Pros and Cons of Charter Schools

The pros of charter schools are small class sizes and high academic standards. Not being as tightly controlled as other public schools, there is more room for innovative approaches. Charter schools don't have to try to "provide everything for everybody." Many charter schools are created based on particular educational philosophies, so they will appeal to those who have the same views. The typical charter school is small, with the norm being around 250 students. For educators, charter schools have more flexibility in that non-certified teachers can be hired and salaries can be negotiated, unlike other public schools where certifications are required, and salaries are set by the state school board.

By far, the biggest criticisms of charter schools have to do with how charters spend their money. Some charters are for-profit and some of the tax dollars are paid to investors or stock holders. Some high profile charter school managers make $300,000 to $500,000 annually. Many charters are run by private institutions, so while their charters may be periodically reviewed, they are not subject to the Freedom of Information Act and have much less transparency with regards to how and where tax dollars are spent.

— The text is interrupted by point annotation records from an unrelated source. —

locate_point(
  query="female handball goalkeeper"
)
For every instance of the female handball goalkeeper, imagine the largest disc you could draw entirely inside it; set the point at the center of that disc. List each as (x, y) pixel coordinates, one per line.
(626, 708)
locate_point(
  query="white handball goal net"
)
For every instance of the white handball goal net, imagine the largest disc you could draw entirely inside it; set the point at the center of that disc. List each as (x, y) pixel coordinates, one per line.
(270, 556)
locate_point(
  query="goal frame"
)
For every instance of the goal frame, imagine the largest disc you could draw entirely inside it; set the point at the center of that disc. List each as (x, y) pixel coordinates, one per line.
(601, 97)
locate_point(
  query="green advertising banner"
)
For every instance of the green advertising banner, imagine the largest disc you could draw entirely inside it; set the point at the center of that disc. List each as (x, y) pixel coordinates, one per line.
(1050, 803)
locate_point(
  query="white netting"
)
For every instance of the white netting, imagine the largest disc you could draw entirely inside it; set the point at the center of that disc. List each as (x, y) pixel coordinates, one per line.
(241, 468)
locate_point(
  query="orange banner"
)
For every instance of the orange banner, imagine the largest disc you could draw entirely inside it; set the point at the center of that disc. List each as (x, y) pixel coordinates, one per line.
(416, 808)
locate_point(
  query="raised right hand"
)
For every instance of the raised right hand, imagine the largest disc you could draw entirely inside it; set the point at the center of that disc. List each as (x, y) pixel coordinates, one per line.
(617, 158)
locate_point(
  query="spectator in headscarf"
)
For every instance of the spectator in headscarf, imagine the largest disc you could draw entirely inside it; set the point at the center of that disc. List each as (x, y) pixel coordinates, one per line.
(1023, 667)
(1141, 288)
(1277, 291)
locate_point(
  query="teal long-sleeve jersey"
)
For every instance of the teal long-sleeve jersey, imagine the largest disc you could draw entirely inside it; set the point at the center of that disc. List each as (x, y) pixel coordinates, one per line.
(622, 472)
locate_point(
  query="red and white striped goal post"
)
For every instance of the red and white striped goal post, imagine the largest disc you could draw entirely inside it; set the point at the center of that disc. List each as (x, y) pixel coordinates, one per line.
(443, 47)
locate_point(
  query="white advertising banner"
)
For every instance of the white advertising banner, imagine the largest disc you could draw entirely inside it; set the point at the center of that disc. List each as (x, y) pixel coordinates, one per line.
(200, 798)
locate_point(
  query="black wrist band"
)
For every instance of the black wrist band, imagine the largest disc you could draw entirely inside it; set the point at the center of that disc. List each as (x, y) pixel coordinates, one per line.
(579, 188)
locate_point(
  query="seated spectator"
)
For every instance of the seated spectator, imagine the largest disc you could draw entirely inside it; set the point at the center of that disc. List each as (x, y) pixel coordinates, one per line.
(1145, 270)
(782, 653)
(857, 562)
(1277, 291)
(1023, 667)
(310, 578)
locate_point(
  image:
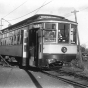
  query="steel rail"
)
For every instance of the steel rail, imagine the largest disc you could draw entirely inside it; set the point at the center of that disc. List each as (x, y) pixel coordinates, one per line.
(66, 80)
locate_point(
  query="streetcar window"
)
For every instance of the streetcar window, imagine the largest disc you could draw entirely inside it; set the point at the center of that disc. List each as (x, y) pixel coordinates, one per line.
(50, 32)
(73, 33)
(63, 33)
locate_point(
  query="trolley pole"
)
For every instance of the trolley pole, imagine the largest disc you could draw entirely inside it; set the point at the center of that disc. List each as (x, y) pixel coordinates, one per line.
(80, 64)
(1, 25)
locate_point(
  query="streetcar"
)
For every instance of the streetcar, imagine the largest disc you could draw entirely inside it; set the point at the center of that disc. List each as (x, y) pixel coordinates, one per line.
(42, 40)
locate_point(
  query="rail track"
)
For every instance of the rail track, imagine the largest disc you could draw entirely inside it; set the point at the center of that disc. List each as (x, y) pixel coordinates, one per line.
(80, 85)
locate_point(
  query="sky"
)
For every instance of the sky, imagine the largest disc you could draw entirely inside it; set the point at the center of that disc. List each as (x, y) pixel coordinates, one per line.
(13, 11)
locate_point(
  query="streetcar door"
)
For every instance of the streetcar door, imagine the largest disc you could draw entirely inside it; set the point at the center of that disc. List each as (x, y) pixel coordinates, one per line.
(33, 47)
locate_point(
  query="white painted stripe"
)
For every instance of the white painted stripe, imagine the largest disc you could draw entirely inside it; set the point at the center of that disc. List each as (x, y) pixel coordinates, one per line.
(57, 49)
(24, 54)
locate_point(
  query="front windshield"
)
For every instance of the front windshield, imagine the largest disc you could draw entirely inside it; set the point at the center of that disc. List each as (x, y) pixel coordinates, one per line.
(63, 33)
(50, 32)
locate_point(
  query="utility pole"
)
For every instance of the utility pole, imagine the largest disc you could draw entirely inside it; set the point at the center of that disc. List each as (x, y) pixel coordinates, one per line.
(4, 20)
(75, 14)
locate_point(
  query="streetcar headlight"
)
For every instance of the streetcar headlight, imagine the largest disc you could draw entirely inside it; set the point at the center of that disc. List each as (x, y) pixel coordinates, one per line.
(51, 60)
(64, 49)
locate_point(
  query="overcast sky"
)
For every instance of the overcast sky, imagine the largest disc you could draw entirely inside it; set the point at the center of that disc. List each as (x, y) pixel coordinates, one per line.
(16, 10)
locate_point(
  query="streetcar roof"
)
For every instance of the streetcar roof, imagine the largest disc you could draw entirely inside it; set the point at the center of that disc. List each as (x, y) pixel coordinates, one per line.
(39, 17)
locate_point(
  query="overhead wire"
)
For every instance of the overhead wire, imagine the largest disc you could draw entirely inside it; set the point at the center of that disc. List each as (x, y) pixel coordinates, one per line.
(31, 11)
(40, 7)
(15, 9)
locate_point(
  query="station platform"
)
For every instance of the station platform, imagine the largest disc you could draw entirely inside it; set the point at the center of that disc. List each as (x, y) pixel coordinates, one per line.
(14, 77)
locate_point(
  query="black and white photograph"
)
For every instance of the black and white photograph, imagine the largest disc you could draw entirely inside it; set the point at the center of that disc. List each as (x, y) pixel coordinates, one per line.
(43, 44)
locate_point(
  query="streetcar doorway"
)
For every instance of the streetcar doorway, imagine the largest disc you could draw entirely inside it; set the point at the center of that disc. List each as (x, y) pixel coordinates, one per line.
(34, 42)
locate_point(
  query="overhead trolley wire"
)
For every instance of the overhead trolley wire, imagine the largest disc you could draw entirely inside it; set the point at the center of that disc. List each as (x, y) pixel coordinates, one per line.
(40, 7)
(15, 9)
(31, 11)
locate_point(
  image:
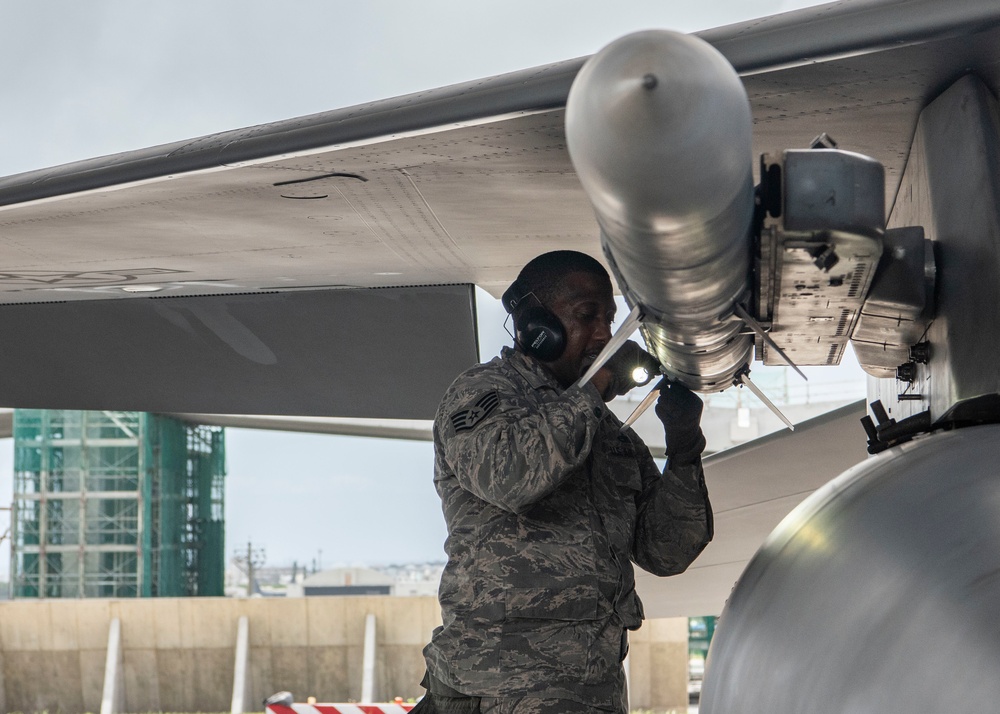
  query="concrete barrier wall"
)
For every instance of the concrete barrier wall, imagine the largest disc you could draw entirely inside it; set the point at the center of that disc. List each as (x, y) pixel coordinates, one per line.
(179, 653)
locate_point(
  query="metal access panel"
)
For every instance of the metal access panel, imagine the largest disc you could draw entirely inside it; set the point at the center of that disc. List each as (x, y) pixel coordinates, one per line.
(819, 248)
(373, 352)
(951, 188)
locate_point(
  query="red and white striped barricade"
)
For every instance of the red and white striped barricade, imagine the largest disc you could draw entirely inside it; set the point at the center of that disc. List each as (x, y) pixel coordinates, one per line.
(388, 708)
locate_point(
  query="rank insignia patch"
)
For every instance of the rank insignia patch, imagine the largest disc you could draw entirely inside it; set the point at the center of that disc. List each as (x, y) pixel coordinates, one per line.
(467, 418)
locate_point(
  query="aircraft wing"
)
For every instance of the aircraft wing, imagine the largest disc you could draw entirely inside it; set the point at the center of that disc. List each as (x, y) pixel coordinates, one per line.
(753, 487)
(322, 266)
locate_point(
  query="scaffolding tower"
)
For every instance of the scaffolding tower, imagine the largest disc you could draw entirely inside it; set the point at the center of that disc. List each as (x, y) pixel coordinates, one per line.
(116, 504)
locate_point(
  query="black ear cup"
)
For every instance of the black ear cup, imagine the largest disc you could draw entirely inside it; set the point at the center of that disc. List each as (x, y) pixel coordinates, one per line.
(541, 334)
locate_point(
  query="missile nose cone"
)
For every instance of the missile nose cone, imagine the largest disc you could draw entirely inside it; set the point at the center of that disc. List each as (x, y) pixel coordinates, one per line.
(658, 126)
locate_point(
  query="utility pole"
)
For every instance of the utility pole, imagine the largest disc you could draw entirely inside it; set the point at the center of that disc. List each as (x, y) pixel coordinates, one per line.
(249, 562)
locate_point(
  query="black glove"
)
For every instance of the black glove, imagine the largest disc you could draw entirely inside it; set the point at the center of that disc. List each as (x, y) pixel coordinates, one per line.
(680, 411)
(623, 363)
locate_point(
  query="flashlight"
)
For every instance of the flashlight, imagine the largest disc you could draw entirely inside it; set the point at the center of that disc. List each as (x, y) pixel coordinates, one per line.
(641, 375)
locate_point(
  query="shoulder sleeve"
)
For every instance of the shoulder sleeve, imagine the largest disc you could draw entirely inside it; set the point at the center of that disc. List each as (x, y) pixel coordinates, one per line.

Like magnet schools, it can be difficult to get into a charter school. They also often have to resort to a lottery system for admission. From the educator standpoint, nearly 90% of charter schools do not have a union, which means there are no grievance boards and no collective bargaining.

Both Offer a Choice

Each has its pros and cons, but by providing schools that are based on choice and not location, both charter schools and magnet schools offer parents and students real alternatives to traditional public schooling. The question is whether the value of that choice is worth taking resources and money from other public schools.